In 2012, New England Journal of Medicine reported an amusing, but scientifically sound study, showing a “surprisingly powerful correlation” between the amount of chocolate consumed in each country and the number of Nobel Prize winners it produced.
The study’s author, Dr. Franz Messerli, writes: “Since chocolate consumption could hypothetically improve cognitive function not only in individuals but also in whole populations, I wondered whether there would be a correlation between a country’s level of chocolate consumption and its population’s cognitive function.”

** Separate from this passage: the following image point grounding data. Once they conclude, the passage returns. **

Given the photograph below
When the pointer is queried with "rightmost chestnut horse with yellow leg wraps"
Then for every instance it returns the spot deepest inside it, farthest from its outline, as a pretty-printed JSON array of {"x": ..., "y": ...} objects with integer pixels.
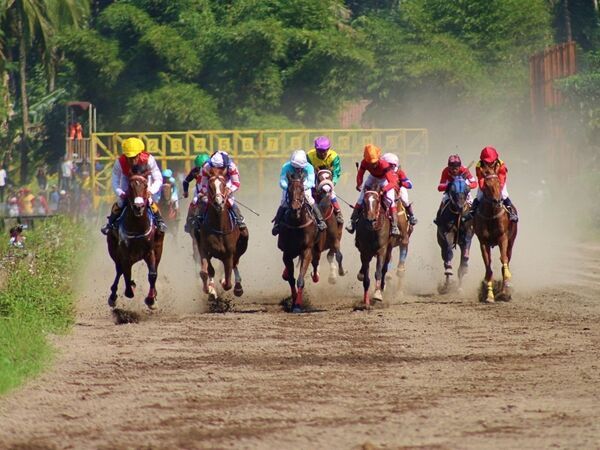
[{"x": 493, "y": 227}]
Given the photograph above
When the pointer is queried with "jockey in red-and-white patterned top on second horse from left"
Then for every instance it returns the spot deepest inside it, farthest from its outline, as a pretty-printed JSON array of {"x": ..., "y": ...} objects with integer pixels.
[{"x": 221, "y": 160}]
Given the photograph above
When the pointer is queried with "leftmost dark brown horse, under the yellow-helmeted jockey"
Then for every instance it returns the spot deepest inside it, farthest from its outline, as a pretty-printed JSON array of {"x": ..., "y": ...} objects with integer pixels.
[{"x": 137, "y": 238}]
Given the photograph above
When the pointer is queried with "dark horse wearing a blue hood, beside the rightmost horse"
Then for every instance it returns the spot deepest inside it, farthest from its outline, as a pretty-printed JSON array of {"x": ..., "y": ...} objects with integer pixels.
[{"x": 451, "y": 230}]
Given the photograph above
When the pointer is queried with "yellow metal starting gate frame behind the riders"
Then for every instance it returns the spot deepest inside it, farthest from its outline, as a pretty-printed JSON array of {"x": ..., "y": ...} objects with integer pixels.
[{"x": 251, "y": 148}]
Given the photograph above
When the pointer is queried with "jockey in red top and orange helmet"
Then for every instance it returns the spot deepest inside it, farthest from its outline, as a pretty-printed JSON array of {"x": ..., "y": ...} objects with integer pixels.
[{"x": 380, "y": 174}]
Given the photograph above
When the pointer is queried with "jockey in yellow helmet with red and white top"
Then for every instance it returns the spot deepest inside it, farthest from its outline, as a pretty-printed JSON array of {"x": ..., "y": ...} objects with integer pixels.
[{"x": 134, "y": 157}]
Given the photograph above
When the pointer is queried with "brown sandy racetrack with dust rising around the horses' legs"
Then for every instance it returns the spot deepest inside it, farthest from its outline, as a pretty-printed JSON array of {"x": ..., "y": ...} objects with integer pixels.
[{"x": 429, "y": 371}]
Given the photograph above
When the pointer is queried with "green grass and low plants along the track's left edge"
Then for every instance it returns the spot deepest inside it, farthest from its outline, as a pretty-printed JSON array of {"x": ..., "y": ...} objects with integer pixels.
[{"x": 36, "y": 298}]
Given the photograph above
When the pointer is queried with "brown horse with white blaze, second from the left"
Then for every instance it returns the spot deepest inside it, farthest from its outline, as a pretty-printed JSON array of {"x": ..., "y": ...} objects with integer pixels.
[{"x": 219, "y": 237}]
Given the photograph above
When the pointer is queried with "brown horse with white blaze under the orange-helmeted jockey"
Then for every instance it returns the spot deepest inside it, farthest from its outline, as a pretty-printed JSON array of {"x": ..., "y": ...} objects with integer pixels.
[{"x": 373, "y": 240}]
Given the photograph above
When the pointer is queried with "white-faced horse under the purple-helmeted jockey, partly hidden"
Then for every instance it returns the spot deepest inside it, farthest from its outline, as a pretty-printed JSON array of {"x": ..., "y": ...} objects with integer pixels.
[{"x": 331, "y": 237}]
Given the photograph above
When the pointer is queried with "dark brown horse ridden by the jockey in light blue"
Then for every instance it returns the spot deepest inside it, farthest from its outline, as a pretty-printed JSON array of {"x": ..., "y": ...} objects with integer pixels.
[{"x": 297, "y": 237}]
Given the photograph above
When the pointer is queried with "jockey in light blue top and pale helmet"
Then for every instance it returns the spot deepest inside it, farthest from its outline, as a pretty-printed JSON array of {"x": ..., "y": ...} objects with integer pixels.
[{"x": 298, "y": 164}]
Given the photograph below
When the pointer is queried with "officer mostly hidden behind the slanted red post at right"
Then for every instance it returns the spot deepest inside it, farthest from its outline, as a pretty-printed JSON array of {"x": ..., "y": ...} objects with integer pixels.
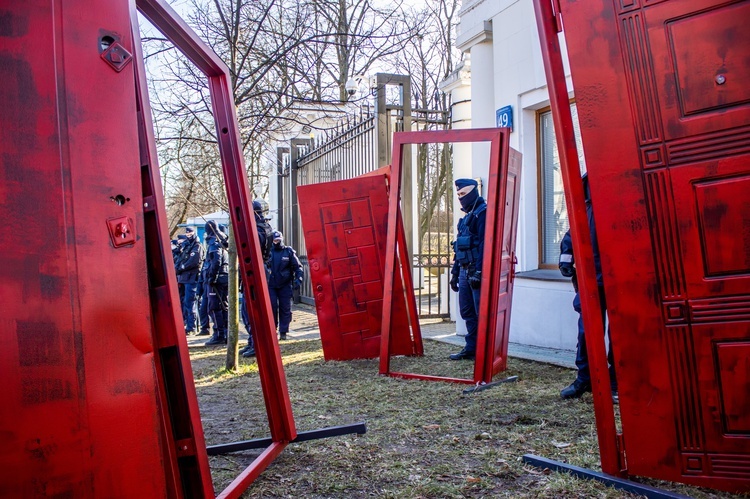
[{"x": 582, "y": 383}]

The research looked at the number of Nobel prize winners per capita in 22 countries, and analyzed the information in terms of the annual per capita chocolate consumption. Switzerland came on the top of the list on both counts. Dr. Messerli’s, who, it should be noted, is a Swiss physician and a serious chocolate eater himself, concluded: “Since chocolate consumption has been documented to improve cognitive function, it seems most likely that in a dose-dependent way, chocolate intake provides the abundant fertile ground needed for the sprouting of Nobel laureates.”
While it’s important to note that the link between the two was not presented as a cause and effect observation, the implication may be that cocoa flavanols in chocolate have shown to improve thinking and reduce the risk of dementia by increasing the blood flow to the brain, which is a measurable observation reported in the previous studies on cocoa flavanols.